In terms of the latter group, based on interviews with two Tibetans conducted by Francoise Robin in the same study: “Given their Tibetan name and the place of birth that is recorded on their passport (often ‘Tibet’ or ‘Amdo’, for instance), they are immediately recognized as Tibetans by the consulate and they cannot apply for a regular, L, tourist visa. They have to apply for a Q2 type visa, ‘visiting Chinese compatriot’ visa. This comes with quite a number of constraints and meetings with the UFWD.”

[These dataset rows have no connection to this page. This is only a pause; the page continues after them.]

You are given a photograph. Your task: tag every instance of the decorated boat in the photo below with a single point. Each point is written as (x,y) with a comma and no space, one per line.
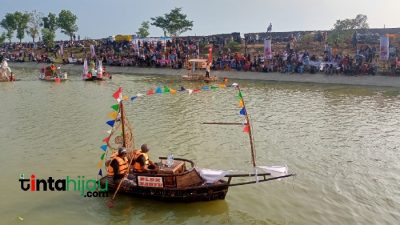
(95,72)
(53,74)
(5,73)
(175,179)
(199,71)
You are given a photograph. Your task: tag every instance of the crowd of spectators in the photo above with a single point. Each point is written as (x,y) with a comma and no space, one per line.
(174,53)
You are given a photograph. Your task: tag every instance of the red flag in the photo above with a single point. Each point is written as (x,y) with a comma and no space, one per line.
(106,139)
(246,129)
(118,93)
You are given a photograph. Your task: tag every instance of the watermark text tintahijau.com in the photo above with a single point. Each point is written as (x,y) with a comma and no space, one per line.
(86,187)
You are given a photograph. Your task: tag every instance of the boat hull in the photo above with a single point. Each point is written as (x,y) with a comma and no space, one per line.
(204,192)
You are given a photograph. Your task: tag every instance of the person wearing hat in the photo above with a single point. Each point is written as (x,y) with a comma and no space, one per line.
(118,166)
(141,158)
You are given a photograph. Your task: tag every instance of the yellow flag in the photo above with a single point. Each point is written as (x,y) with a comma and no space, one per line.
(241,104)
(99,164)
(113,115)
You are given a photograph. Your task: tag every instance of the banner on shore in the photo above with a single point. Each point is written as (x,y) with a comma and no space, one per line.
(384,48)
(267,49)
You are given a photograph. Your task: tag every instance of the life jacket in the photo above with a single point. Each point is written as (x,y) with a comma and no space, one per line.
(122,164)
(136,166)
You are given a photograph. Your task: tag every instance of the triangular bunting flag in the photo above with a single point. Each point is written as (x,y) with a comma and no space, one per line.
(246,129)
(106,139)
(158,90)
(110,123)
(243,111)
(150,92)
(103,147)
(166,89)
(113,115)
(115,107)
(99,164)
(118,93)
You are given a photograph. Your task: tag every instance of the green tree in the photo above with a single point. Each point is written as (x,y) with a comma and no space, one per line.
(144,29)
(9,24)
(173,23)
(35,22)
(21,20)
(343,29)
(48,37)
(67,23)
(50,22)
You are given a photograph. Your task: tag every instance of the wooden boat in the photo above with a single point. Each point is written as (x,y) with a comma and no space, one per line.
(196,73)
(5,73)
(178,180)
(98,74)
(52,74)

Tibetan exiles known to ICT who have visited Tibet report varying encounters with security forces and UFWD officials. The nature of the encounters often depend on specific local conditions, for instance, whether it was an area where there had been political protests or resistance of some form, and also upon the particular profile of the Tibetan concerned. A Tibetan scholar or individual with some profile in the West would be likely to experience a high degree of scrutiny. One academic from Europe mentioned, for instance, numerous requests to report to local and county-level police stations for questioning. Others report a mixture of threats and blandishments, including even offers to help set up businesses or assist economically, with officials reiterating the line that life is surely harder in the West, and here in Tibet it is possible to be more comfortable and to live a better life. Tibetans also report that they are often asked questions about Tibetans in diaspora communities, often with implicit threats if individuals do not do so.

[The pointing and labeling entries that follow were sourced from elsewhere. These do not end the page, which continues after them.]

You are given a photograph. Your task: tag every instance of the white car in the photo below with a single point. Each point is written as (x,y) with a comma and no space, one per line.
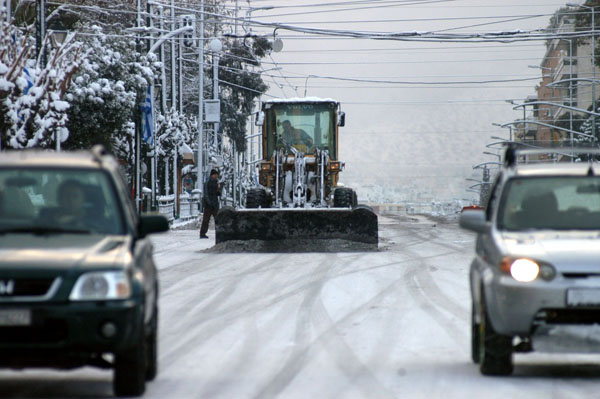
(535,278)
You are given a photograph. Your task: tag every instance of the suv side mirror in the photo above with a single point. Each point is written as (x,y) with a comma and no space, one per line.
(260,118)
(473,220)
(342,119)
(152,224)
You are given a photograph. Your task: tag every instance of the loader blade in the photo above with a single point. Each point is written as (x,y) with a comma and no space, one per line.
(358,224)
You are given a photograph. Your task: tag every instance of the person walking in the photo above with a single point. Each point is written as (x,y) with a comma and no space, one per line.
(210,201)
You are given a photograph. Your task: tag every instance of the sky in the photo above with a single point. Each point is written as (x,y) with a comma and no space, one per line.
(408,142)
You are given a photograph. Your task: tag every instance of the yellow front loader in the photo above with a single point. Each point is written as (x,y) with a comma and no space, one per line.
(298,196)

A Tibetan in France said that he was questioned at three different offices, which all appeared to be linked to the UFWD, when he went on a visit. At the first office, which oversaw internal security, he was asked questioned about whether he had joined demonstrations, and whether he was a member of the Tibetan community association in France. He said: “[Later] Qinghai State Security bureau officers […] came down from the capital to the district. A car driver came to fetch me and he drove me to a restaurant nearby, although I did not want to go. There were four people in the room. They had received my file from the Embassy, two months before. They asked me an amazing number of questions, comparing with the answers I had given previously. The questions were in part the same (about how and why I had gone to India and France, my connections in France, my relationship to Tibetan Youth Congress, my participation in demonstrations). Then the conversation took a new turn: they asked me about certain Tibetan persons in Paris. In particular, they said one Tibetan from another district had defected to France after embezzling money and that if I knew such persons and I could denounce them, I could become rich. Then they tried to buy me with money: they asked me what was my family’s occupation (they are farmers). They asked if I sent money to them from time to time. They then said that if my family needed money, if they had health problems (your mother is getting old), they could help me. Another friend who often goes to Tibet, in a different area, had told me that they would try to buy me over. I did not believe him then, but now I realised that this is exactly what they were trying to do. They finally asked me if I intended to come. ‘Next time, just contact us; there will be no problem for your visa. We will help you.’ They ended on a threat: “The authorisation for you to come back is in our hands. You’d better tell us everything and we will help you with your visa.”